The Amazon host to the largest river systems in the world and contains approximately 20% of the total volume of drinking water in the world. Pollution has been known to increase with economic growth as people continue to exert pressure on environmental resources such as land and forest cover in the Amazon basin. The Amazon has a fundamental role in controlling carbon dioxide levels in the atmosphere of the entire planet. The trees absorb large quantities of this gas from air, helping to offset the emissions of greenhouse gases caused by human activities. However, in addition to reducing the capacity that the forest has to store carbon, removing vegetation causes gas emissions and the greenhouse effect from forest fires set to prepare the ground for crops. To protect the woods, the government must regulate deforestation because failure to do so will subject the basin to continued fragmentation which makes it more susceptible to continued commercial exploitation and climate change impacts, such droughts.
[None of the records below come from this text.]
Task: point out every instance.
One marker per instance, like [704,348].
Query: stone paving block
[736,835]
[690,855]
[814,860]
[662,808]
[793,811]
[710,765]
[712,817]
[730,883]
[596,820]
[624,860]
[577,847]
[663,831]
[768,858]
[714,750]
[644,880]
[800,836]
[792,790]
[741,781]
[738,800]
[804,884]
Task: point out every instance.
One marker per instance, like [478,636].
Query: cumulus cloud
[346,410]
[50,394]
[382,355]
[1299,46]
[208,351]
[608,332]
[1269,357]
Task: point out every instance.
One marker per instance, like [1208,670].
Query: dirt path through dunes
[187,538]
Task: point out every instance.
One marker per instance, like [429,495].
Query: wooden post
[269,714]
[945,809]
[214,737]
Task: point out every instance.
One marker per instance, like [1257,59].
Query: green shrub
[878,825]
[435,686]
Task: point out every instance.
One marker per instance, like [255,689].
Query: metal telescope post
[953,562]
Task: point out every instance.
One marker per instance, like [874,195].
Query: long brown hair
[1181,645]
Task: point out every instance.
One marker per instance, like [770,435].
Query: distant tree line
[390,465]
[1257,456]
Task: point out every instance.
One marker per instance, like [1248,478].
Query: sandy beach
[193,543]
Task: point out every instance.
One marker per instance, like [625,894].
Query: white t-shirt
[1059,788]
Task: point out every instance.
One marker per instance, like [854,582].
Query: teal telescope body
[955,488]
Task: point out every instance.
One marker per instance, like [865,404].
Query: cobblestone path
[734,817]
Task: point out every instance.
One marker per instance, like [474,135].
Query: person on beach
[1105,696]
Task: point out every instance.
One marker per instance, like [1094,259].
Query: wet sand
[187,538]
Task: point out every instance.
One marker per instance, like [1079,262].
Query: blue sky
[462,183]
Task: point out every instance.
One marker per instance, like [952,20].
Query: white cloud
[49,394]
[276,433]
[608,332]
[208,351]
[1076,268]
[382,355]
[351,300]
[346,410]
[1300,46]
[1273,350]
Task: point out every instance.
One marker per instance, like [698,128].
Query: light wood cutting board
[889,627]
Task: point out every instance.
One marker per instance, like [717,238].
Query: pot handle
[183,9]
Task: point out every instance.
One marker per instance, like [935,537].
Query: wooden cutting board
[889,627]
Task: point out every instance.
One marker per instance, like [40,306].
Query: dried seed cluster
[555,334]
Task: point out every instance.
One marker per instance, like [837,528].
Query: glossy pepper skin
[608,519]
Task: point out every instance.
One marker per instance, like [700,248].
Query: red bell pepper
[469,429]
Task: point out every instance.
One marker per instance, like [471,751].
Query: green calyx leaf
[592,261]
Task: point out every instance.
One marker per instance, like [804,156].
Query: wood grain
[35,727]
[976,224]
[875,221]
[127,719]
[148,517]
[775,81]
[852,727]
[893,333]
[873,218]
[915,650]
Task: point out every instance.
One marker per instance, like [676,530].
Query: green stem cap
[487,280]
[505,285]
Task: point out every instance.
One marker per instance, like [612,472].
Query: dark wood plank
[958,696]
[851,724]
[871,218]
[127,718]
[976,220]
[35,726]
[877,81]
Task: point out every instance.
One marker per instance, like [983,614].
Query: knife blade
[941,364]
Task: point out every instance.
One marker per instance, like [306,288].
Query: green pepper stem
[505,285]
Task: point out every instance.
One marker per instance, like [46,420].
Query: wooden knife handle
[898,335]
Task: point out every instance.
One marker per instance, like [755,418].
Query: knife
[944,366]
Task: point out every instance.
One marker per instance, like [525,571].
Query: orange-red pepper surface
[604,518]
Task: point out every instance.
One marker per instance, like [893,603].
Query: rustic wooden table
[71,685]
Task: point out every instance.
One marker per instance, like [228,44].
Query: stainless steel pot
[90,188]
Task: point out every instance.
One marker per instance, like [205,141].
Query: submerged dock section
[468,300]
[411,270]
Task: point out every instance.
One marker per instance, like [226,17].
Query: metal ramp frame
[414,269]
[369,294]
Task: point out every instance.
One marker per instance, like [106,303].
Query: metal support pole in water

Human activities and the decisions of the leaders should not be guided by values that foster blind competition and selfishness, and that induce to think that there is unlimited access to nature and its resources. It is necessary to change this tendency, because not only our well-being and quality of life are at stake, but also our survival as a species, together with the others.
Crowl, D. A., & Louvar, J. F. (2001). Chemical process safety: fundamentals with applications. Pearson Education.
Houghton, R. A. (2005). Aboveground forest biomass and the global carbon balance. Global Change Biology, 11(6), 945-958.
Lundgren, R. E., & McMakin, A. H. (2018). Risk communication: A handbook for communicating environmental, safety, and health risks. John Wiley & Sons.
Saatchi, S. S., Houghton, R. A., Dos Santos Alvala, R. C., Soares, J. V., & Yu, Y. (2007). Distribution of aboveground live biomass in the Amazon basin. Global Change Biology, 13(4), 816-837.
Smith, Z. A. (2015). The Environmental Policy Paradox (1-download). Routledge.
Sovacool, B. K. (2008). Valuing the greenhouse gas emissions from nuclear power: A critical survey. Energy Policy, 36(8), 2950-2963.